How bad is $~?

In my new internationalization system, I am using $~, $1, $2, etc. The idea is that your original string may contain "#{a} arbitrary text #{b}", and your translated string is "#{$1} translated arbitrary text #{$2}" and gets the original interpolated expressions in whatever order you specify. You can also rewrite the expressions if you have to.

$~, $1, $2 is a weird thing we inherited via Perl and Ruby and inspired by Bourne shell. It is singular in the language in that it leaks one scope level out of a function, and only one scope level, and thus can be used to return multiple values, although tuples are cleaner. You can’t take its value if it’s not set. It was intended to hold the return value of regular expession matches, although it’s better to take the value of Regex#match.

The way I use it, it does not leak into the scope of the caller of my internationalization functions.

What I want to know is how bad $~ is considered, especially by the language developers. In particular:

  • Does it do bad things to code generation and optimization?

  • Does it cause block captures where they would otherwise be expanded inline?

  • Is it another of the language features @asterite wants to delete, and what are his reasons?



1 Like

This issue should have the basic answers covered:

I don’t understand what you’re trying to do or how dollar sign variables would help anything with you i18n use case. Why can’t you use a and b in your translated string?
In any case, I’d advise not to use dollar sign variables for anything but the intended use case of convenient access to regex matchdata.

I don’t want to use a and b in my translated strings because the translators are not programmers, and since the translated strings are in different files from the native language strings, I want to avoid changing code in the translated strings.

I love translation APIs where you can have named placeholders. “%person likes this post” just gives the translator so much more context vs “$1 likes this post”.


Exactly. And translators need to understand the source translation in order to translate it, so what’s the point in having different formats?

On a different, note - still not sure what exactly this is about - localization in my understanding mostly happens at runtime, but in order to use Crystal expressions like string interpolation, that would need to happen at compile time.

1 Like

The magic variables $~, $1, etc. are fine. I was a bit reluctant at first (even though I implemented them! :-P) but they are usually used next to a match, and they are very convenient.
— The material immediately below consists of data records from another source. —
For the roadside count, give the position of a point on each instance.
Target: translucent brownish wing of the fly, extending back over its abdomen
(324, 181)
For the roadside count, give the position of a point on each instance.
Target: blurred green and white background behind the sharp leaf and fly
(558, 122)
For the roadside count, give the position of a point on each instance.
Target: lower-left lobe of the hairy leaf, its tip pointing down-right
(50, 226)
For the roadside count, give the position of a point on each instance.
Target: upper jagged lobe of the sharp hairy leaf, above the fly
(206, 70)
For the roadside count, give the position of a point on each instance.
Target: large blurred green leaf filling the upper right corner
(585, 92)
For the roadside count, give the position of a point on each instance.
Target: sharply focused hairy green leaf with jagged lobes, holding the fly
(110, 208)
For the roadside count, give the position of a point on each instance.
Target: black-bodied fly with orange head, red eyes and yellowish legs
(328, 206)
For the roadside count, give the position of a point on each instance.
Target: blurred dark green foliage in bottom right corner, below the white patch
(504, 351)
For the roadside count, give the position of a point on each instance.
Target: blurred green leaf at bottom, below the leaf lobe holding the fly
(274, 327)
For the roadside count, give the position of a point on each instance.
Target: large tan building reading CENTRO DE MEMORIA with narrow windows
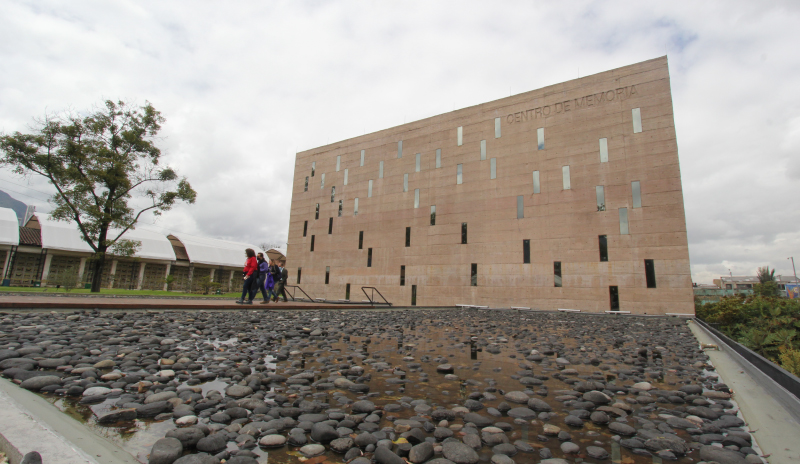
(566, 197)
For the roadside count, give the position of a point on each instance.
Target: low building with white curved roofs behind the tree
(37, 253)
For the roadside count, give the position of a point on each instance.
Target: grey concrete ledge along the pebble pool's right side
(771, 412)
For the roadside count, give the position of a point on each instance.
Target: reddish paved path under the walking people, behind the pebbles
(87, 302)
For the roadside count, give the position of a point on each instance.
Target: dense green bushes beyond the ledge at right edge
(766, 325)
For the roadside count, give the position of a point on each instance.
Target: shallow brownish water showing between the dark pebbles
(447, 340)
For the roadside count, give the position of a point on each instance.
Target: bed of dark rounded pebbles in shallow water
(422, 386)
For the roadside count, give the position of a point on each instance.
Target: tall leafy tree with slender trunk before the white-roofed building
(97, 163)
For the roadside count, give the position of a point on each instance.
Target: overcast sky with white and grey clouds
(245, 85)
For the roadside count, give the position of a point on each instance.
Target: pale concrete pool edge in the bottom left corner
(28, 422)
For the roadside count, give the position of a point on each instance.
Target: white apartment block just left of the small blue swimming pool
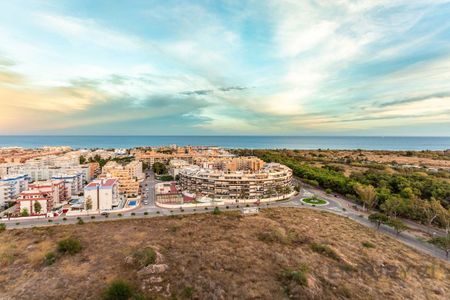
(103, 194)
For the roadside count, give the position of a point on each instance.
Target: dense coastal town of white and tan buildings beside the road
(58, 182)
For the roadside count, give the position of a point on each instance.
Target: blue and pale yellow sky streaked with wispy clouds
(337, 67)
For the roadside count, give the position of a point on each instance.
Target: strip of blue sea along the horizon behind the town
(251, 142)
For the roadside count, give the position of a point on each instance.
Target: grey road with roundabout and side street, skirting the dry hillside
(148, 209)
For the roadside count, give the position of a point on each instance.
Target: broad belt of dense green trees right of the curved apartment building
(405, 193)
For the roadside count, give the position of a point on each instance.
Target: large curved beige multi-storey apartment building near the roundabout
(273, 180)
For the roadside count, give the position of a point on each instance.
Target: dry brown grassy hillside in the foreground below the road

That said, I also don’t understand why they need to be part of a translation API.

@jhass I am all for giving the translator instructions. But I am starting with crystal’s existing string syntax and not inventing a new string format. So, I can do something like this:

t(“String #{1+1} #{2+2} String”, exp=[“person”, “place”])

@asterite The reason I wanted them for the translation API was that I wanted to use interpolated strings as the translated strings, and I wanted to have a set of local variables that would never collide with my caller, even if I was in a block in the caller’s context. But I was probably getting a bit too clever for my own good.

Maybe this can help you?

@asterite My problem with fresh variables is that they work by letter rather than number, and the alphabet is wildly different across national languages. So, I can’t expect the translator to think that %b is the second argument, etc.